Anybody have any idea what could possible be going on here?
UPDATE 2:
Possibly important info I didn't mention is that this happened on Azure Website with Azure SQL. We had 4 instances running at the time it happened.
UPDATE 3:
Stored Proc:
CREATE PROCEDURE [dbo].[p_ClaimCoupon]
#CampaignId int,
#UserId int,
#Flow tinyint
AS
DECLARE #myCoupons TABLE
(
[Id] BIGINT NOT NULL,
[Code] CHAR(11) NOT NULL,
[ExpiresAt] DATETIME NOT NULL,
[ClaimedBefore] BIT NOT NULL
)
INSERT INTO #myCoupons
SELECT TOP(1) c.Id, c.Code, c.ExpiresAt, 1
FROM Coupons c
WHERE c.CampaignId = #CampaignId AND c.UserId = #UserId
DECLARE #couponCount int = (SELECT COUNT(*) FROM #myCoupons)
IF #couponCount > 0
BEGIN
SELECT *
FROM #myCoupons
END
ELSE
BEGIN
UPDATE TOP(1) Coupons
SET UserId = #UserId, IsClaimed = 1, ClaimedAt = GETUTCDATE(), Flow = #Flow
OUTPUT DELETED.Id, DELETED.Code, DELETED.ExpiresAt, CAST(0 AS BIT) as [ClaimedBefore]
WHERE CampaignId = #CampaignId AND IsClaimed = 0
END
RETURN 0
Called like this from the same EF context:
var coupon = ctx.Database.SqlQuery<CouponViewModel>(
"EXEC p_ClaimCoupon #CampaignId, #UserId, #Flow",
new SqlParameter("CampaignId", {{CampaignId}}),
new SqlParameter("UserId", {{userId}}),
new SqlParameter("Flow", {{Flow}})).FirstOrDefault();
No, that's not possible. For one, that would be an egregious bug in EF. You are not the first one to put 600 inserts/second on it. Also, SCOPE_IDENTITY is explicitly safe and is the recommended practice.
These statements go for the case that you are using a SQL Server IDENTITY column as ID.
I admit I don't know how Azure SQL Database synchronizes the generation of unique, sequential IDs, but intuitively it must be costly, especially at your rates.
If non-sequential IDs are an option, you might want to consider generating UUIDs at the application level. I know this doesn't answer your direct question, but it would improve performance (unverified) and bypass your problem.
Update: Scratch that, Azure SQL Database isn't distributed, it's simply replicated from a single primary node.
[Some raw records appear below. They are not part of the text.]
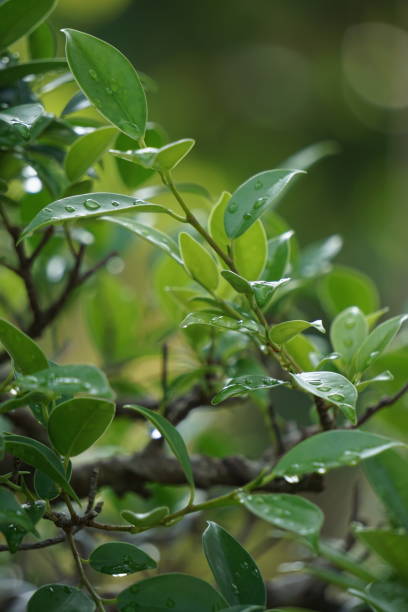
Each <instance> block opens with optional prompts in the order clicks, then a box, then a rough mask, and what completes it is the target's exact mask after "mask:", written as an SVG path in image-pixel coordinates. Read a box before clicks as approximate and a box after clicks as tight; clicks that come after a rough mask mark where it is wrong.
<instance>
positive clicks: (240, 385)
mask: <svg viewBox="0 0 408 612" xmlns="http://www.w3.org/2000/svg"><path fill="white" fill-rule="evenodd" d="M285 384H287V383H285V381H283V380H277V379H276V378H271V377H270V376H253V375H251V376H239V377H237V378H232V379H231V380H230V381H229V382H228V384H227V385H226V386H225V387H223V388H222V389H221V391H219V392H218V393H217V395H215V396H214V397H213V399H212V400H211V403H212V404H213V405H216V404H219V403H221V402H223V401H225V400H226V399H228V398H229V397H233V396H236V395H244V394H247V393H250V392H251V391H258V390H259V389H274V388H275V387H278V386H280V385H285Z"/></svg>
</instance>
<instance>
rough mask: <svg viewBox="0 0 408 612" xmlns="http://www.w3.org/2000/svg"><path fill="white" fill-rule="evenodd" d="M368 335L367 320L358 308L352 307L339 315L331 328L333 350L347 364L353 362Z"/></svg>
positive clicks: (331, 325)
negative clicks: (358, 351) (356, 352)
mask: <svg viewBox="0 0 408 612" xmlns="http://www.w3.org/2000/svg"><path fill="white" fill-rule="evenodd" d="M367 335H368V323H367V320H366V318H365V316H364V314H363V313H362V312H361V310H360V309H359V308H357V306H350V307H349V308H346V309H345V310H343V311H342V312H341V313H340V314H338V315H337V317H336V318H335V319H334V321H333V323H332V325H331V328H330V340H331V343H332V345H333V349H334V350H335V351H337V352H338V353H340V355H341V359H342V361H343V362H344V363H345V364H348V363H350V362H351V360H352V358H353V356H354V354H355V352H356V351H357V349H358V348H359V347H360V346H361V344H362V343H363V342H364V340H365V339H366V337H367Z"/></svg>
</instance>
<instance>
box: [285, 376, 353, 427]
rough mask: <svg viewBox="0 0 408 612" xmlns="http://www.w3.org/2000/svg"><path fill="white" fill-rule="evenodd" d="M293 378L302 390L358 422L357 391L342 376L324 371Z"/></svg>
mask: <svg viewBox="0 0 408 612" xmlns="http://www.w3.org/2000/svg"><path fill="white" fill-rule="evenodd" d="M291 376H292V378H293V380H294V381H295V382H296V384H297V385H298V386H299V387H300V388H301V389H303V390H304V391H307V392H308V393H311V394H312V395H316V396H317V397H321V398H322V399H324V400H326V401H327V402H330V403H331V404H334V405H335V406H337V407H338V408H339V409H340V410H341V411H342V412H343V414H344V415H345V417H346V418H347V419H350V420H351V421H352V422H353V423H355V422H356V402H357V397H358V393H357V389H356V388H355V386H354V385H353V384H352V383H351V382H350V381H349V380H347V378H345V377H344V376H342V374H337V372H325V371H322V372H303V373H302V374H292V375H291Z"/></svg>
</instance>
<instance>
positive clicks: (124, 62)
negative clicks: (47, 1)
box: [63, 29, 147, 140]
mask: <svg viewBox="0 0 408 612" xmlns="http://www.w3.org/2000/svg"><path fill="white" fill-rule="evenodd" d="M63 32H64V33H65V34H66V37H67V44H66V55H67V60H68V64H69V67H70V69H71V71H72V73H73V75H74V77H75V79H76V80H77V82H78V84H79V86H80V88H81V89H82V91H83V92H84V93H85V95H86V96H87V97H88V98H89V99H90V100H91V102H92V103H93V104H94V105H95V106H96V108H97V109H98V110H99V112H100V113H102V115H103V116H104V117H106V119H108V120H109V121H110V122H111V123H113V125H116V127H118V128H119V129H120V130H121V131H122V132H124V133H125V134H127V135H128V136H130V137H131V138H135V139H136V140H139V139H140V138H143V136H144V133H145V128H146V116H147V106H146V97H145V93H144V90H143V87H142V85H141V83H140V80H139V77H138V75H137V72H136V70H135V69H134V67H133V66H132V64H131V63H130V62H129V60H128V59H127V58H126V57H125V56H124V55H122V53H121V52H120V51H119V50H118V49H116V48H115V47H113V46H112V45H109V44H108V43H107V42H105V41H103V40H100V39H99V38H95V36H91V35H90V34H85V33H83V32H78V31H77V30H71V29H65V30H63Z"/></svg>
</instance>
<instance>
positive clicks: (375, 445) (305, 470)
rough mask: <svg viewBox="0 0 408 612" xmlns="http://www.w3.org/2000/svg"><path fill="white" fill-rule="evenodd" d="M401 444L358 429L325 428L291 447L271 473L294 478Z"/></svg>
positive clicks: (294, 479) (355, 464) (347, 463)
mask: <svg viewBox="0 0 408 612" xmlns="http://www.w3.org/2000/svg"><path fill="white" fill-rule="evenodd" d="M401 445H402V443H401V442H397V441H396V440H390V439H389V438H384V437H383V436H378V435H376V434H373V433H369V432H367V431H360V430H358V429H356V430H341V429H339V430H332V431H325V432H323V433H320V434H316V435H315V436H312V437H311V438H308V439H307V440H303V441H302V442H300V443H299V444H297V445H296V446H294V447H293V448H291V449H290V450H289V451H288V452H287V453H286V454H285V455H284V456H283V457H282V458H281V459H280V460H279V461H278V463H277V464H276V466H275V467H274V469H273V475H274V476H275V477H276V476H283V477H284V478H287V479H293V480H294V481H297V480H298V479H299V478H300V477H301V476H303V475H304V474H311V473H313V472H318V473H324V472H326V471H328V470H333V469H335V468H338V467H343V466H347V465H349V466H353V465H357V464H358V463H360V462H361V461H364V460H365V459H369V458H370V457H374V456H375V455H378V454H380V453H383V452H384V451H386V450H389V449H390V448H393V447H395V446H401Z"/></svg>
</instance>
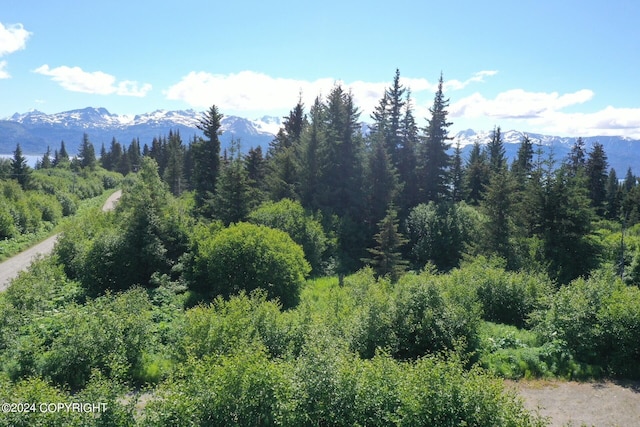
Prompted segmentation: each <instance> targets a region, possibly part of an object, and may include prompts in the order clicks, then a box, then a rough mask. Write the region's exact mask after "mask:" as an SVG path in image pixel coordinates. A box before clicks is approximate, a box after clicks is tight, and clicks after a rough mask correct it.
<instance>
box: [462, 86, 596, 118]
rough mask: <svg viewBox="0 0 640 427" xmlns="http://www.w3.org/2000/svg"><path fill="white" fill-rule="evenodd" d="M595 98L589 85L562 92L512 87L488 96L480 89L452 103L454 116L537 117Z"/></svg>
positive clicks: (581, 103) (470, 116)
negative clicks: (475, 91)
mask: <svg viewBox="0 0 640 427" xmlns="http://www.w3.org/2000/svg"><path fill="white" fill-rule="evenodd" d="M591 98H593V92H592V91H590V90H588V89H583V90H579V91H577V92H574V93H568V94H564V95H559V94H558V93H557V92H552V93H545V92H526V91H524V90H522V89H512V90H508V91H506V92H502V93H499V94H498V95H497V96H496V97H495V98H494V99H486V98H485V97H484V96H482V95H481V94H479V93H477V92H476V93H474V94H473V95H471V96H468V97H466V98H463V99H461V100H459V101H457V102H455V103H454V104H452V105H451V111H450V114H451V117H467V118H469V117H482V116H486V117H494V118H497V119H535V118H539V117H543V116H545V115H546V114H548V113H550V112H554V111H558V110H560V109H562V108H566V107H569V106H571V105H575V104H582V103H584V102H587V101H589V100H591Z"/></svg>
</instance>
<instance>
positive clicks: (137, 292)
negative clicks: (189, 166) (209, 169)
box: [0, 160, 640, 426]
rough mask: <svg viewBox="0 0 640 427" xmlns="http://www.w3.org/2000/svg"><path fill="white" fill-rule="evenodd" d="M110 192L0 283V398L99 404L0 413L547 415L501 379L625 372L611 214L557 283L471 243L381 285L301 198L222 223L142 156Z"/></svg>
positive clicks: (222, 416) (267, 419)
mask: <svg viewBox="0 0 640 427" xmlns="http://www.w3.org/2000/svg"><path fill="white" fill-rule="evenodd" d="M10 187H11V184H9V186H8V187H6V188H10ZM122 187H123V196H122V199H121V201H120V202H119V205H118V207H117V209H116V210H115V211H114V212H107V213H103V212H101V210H100V206H99V205H98V204H94V205H92V206H87V207H86V208H85V209H82V210H80V209H79V210H78V212H77V213H76V215H75V216H74V220H73V221H69V222H68V223H66V224H64V226H63V227H62V230H63V235H62V237H61V238H60V239H59V242H58V244H57V246H56V249H55V251H54V254H53V255H52V256H51V257H49V258H46V259H41V260H39V261H37V262H36V263H35V264H34V265H32V267H31V268H30V269H29V270H28V271H27V272H24V273H22V274H21V275H20V276H19V277H18V278H17V279H15V280H14V281H13V283H12V285H11V286H10V287H9V288H8V290H7V291H6V292H4V293H2V294H1V295H0V401H1V402H7V403H9V404H11V403H15V404H16V405H17V404H19V403H22V404H24V403H35V404H38V403H42V402H59V403H73V402H75V403H80V402H93V403H104V404H105V405H106V411H105V412H103V413H100V414H82V413H75V412H64V411H62V412H58V413H55V414H53V413H44V412H42V411H40V412H38V411H36V412H35V413H29V414H24V413H14V412H11V411H9V412H4V413H2V414H0V425H30V426H31V425H43V426H44V425H47V426H48V425H65V426H66V425H78V426H80V425H82V426H86V425H118V426H119V425H131V426H133V425H140V426H159V425H220V426H227V425H285V426H306V425H309V426H311V425H314V426H316V425H345V426H347V425H348V426H353V425H367V426H375V425H380V426H388V425H395V426H414V425H415V426H422V425H438V426H439V425H475V426H496V425H500V426H529V425H544V420H542V419H540V418H539V417H537V416H536V415H535V414H531V413H529V412H527V411H526V410H525V409H524V407H523V405H522V403H521V401H520V400H519V399H518V398H517V397H516V396H515V395H514V394H513V393H512V392H510V391H508V390H506V389H505V388H504V387H503V383H502V378H511V379H519V378H566V379H582V378H600V377H605V376H606V377H624V378H640V372H639V371H638V368H637V366H639V363H638V362H640V344H639V343H638V341H637V339H636V338H637V336H638V333H639V332H640V291H638V288H637V287H636V286H634V285H633V283H636V282H635V281H636V279H637V275H636V276H634V274H635V273H634V271H636V270H637V269H638V267H637V264H638V261H637V260H636V259H635V258H633V259H629V260H625V259H623V261H624V262H627V261H628V264H629V265H628V266H624V265H623V267H628V268H623V269H622V270H623V273H624V274H622V276H623V277H620V275H619V274H618V273H619V271H617V268H616V265H615V258H616V255H617V251H616V249H615V246H616V245H617V240H618V236H617V235H616V231H615V230H614V229H613V227H610V226H609V225H610V223H607V222H604V221H603V222H602V224H600V229H599V231H598V233H600V235H601V236H602V237H603V238H602V242H601V246H602V248H603V250H602V255H601V259H600V260H599V265H600V268H599V269H597V270H593V271H591V273H590V274H589V276H588V277H584V278H583V277H580V278H578V279H575V280H572V281H570V282H568V283H566V284H559V283H558V282H556V281H554V280H552V279H550V278H549V276H548V275H547V273H546V272H545V271H546V269H545V268H540V265H532V266H530V268H529V269H524V268H523V269H514V268H513V267H509V266H508V261H504V260H502V259H498V258H492V257H485V256H482V255H479V254H478V253H477V249H478V248H477V247H476V248H475V249H474V248H472V249H470V250H466V252H464V253H462V252H461V253H460V256H461V257H462V258H463V260H462V261H461V262H460V263H459V265H456V266H450V267H451V268H447V269H441V270H438V269H437V268H436V266H434V265H431V264H427V265H426V266H424V267H423V268H420V269H414V270H413V271H408V272H406V273H404V274H400V273H401V271H400V270H393V271H394V273H398V276H399V279H398V280H391V278H390V277H392V275H391V274H388V275H384V274H380V269H377V270H375V269H373V268H370V267H366V268H363V269H360V270H358V271H357V272H355V273H353V274H350V275H342V274H331V273H336V272H338V271H340V268H339V267H340V266H339V265H338V266H336V261H335V260H336V254H339V250H340V245H336V244H335V242H334V237H333V236H332V234H331V231H332V230H330V229H327V228H326V227H325V226H326V224H322V221H323V220H322V217H321V216H319V215H317V214H312V213H310V212H308V211H305V210H304V209H302V208H301V206H300V205H299V204H298V203H297V202H292V201H283V202H278V203H265V204H263V205H262V206H261V207H258V208H257V209H256V210H255V211H253V214H250V215H248V217H247V219H248V220H250V221H251V222H252V223H245V222H242V221H238V222H235V223H231V224H228V225H226V224H225V223H224V222H222V221H220V220H212V219H206V218H203V217H202V216H199V215H197V214H196V215H194V214H193V213H194V211H195V209H194V206H195V201H194V197H193V193H191V194H190V193H184V194H183V196H182V197H181V198H175V197H173V196H171V195H170V194H169V192H168V191H167V188H166V187H165V186H164V184H163V182H162V180H161V178H160V176H159V174H158V169H157V165H156V164H155V162H153V161H151V160H143V161H142V164H141V170H140V172H139V174H137V175H136V176H133V175H129V176H128V177H127V178H125V179H124V180H123V182H122ZM24 197H27V198H28V197H30V196H28V195H26V196H24ZM461 206H462V205H461ZM430 209H431V208H429V206H427V207H426V208H425V209H424V210H425V212H424V213H425V215H426V218H427V219H428V218H430V217H431V216H432V215H431V214H432V213H433V212H431V210H430ZM462 209H463V211H464V212H466V214H465V215H467V214H468V216H469V217H470V218H471V217H472V213H473V212H475V211H474V209H475V208H471V207H465V206H462ZM463 211H461V212H463ZM456 215H457V214H456ZM461 215H462V214H461ZM58 223H61V221H58ZM328 223H331V221H328ZM388 224H389V227H388V230H391V231H394V230H395V228H397V224H395V223H394V221H389V222H388ZM329 228H330V227H329ZM382 231H384V230H382ZM382 231H381V232H380V233H379V234H378V235H377V237H380V238H379V239H378V240H379V241H383V238H382V237H381V236H383V232H382ZM639 231H640V228H639V226H638V225H636V226H634V227H633V228H631V229H630V230H627V231H626V235H625V238H626V242H627V243H626V244H627V248H628V251H629V252H630V253H632V254H633V253H635V254H637V253H638V242H639V241H640V237H639V234H640V233H639ZM390 234H393V233H390ZM423 234H424V233H423ZM423 237H424V236H423ZM423 240H424V239H423ZM422 243H424V242H422ZM471 243H473V239H472V240H470V241H468V242H466V243H465V245H467V246H468V245H470V244H471ZM529 243H532V242H529ZM533 243H535V242H533ZM533 243H532V244H533ZM425 244H426V243H425ZM465 245H461V247H465ZM427 246H428V245H427ZM532 248H534V249H535V245H533V246H532ZM332 251H333V252H332ZM474 251H475V252H474ZM388 255H395V254H393V253H391V254H388ZM534 255H535V254H534ZM624 256H625V255H624V254H622V257H623V258H624ZM634 256H635V255H634ZM627 257H628V254H627ZM391 258H393V257H389V259H391ZM309 259H311V260H313V262H312V263H309V262H308V260H309ZM532 259H535V256H533V257H532ZM398 265H399V264H398ZM378 267H380V265H379V264H378ZM404 267H406V266H404ZM310 272H313V273H314V274H315V276H314V278H311V279H309V278H308V275H309V273H310ZM625 272H627V273H628V274H627V273H625ZM328 273H329V274H328ZM614 273H615V274H614ZM634 277H635V278H634ZM9 407H11V406H9Z"/></svg>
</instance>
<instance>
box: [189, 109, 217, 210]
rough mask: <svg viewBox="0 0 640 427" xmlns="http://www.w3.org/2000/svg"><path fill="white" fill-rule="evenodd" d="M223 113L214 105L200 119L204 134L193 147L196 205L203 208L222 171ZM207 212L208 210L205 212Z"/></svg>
mask: <svg viewBox="0 0 640 427" xmlns="http://www.w3.org/2000/svg"><path fill="white" fill-rule="evenodd" d="M222 117H223V116H222V114H221V113H220V112H218V107H216V106H215V105H212V106H211V107H210V108H209V110H208V111H207V112H206V113H205V114H204V117H202V119H200V122H199V123H198V125H197V127H198V129H200V130H201V131H202V133H203V134H204V138H201V139H200V140H198V142H197V143H196V144H194V146H193V147H192V149H193V150H194V157H193V159H194V164H193V181H194V182H193V188H194V189H195V200H196V206H197V207H198V208H201V207H203V206H204V205H205V202H206V201H207V200H210V199H211V198H212V197H213V195H214V194H215V192H216V183H217V180H218V175H219V173H220V139H219V138H218V136H219V135H220V133H221V130H220V127H221V126H222ZM205 213H207V212H205Z"/></svg>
So, no real performance gain to expect from alternatives to IDENTITY keys, and supposedly the number of instances is not significant to your problem.
I think your problem may be here:
UPDATE TOP(1) Coupons
SET UserId = #UserId, IsClaimed = 1, ClaimedAt = GETUTCDATE(), Flow = #Flow
OUTPUT DELETED.Id, DELETED.Code, DELETED.ExpiresAt, CAST(0 AS BIT) as [ClaimedBefore]
WHERE CampaignId = #CampaignId AND IsClaimed = 0
This will update the UserId of first record it finds in the campaign that hasn't been claimed. It doesn't look robust to me in the event that inserting a user failed. Are you sure that is correct?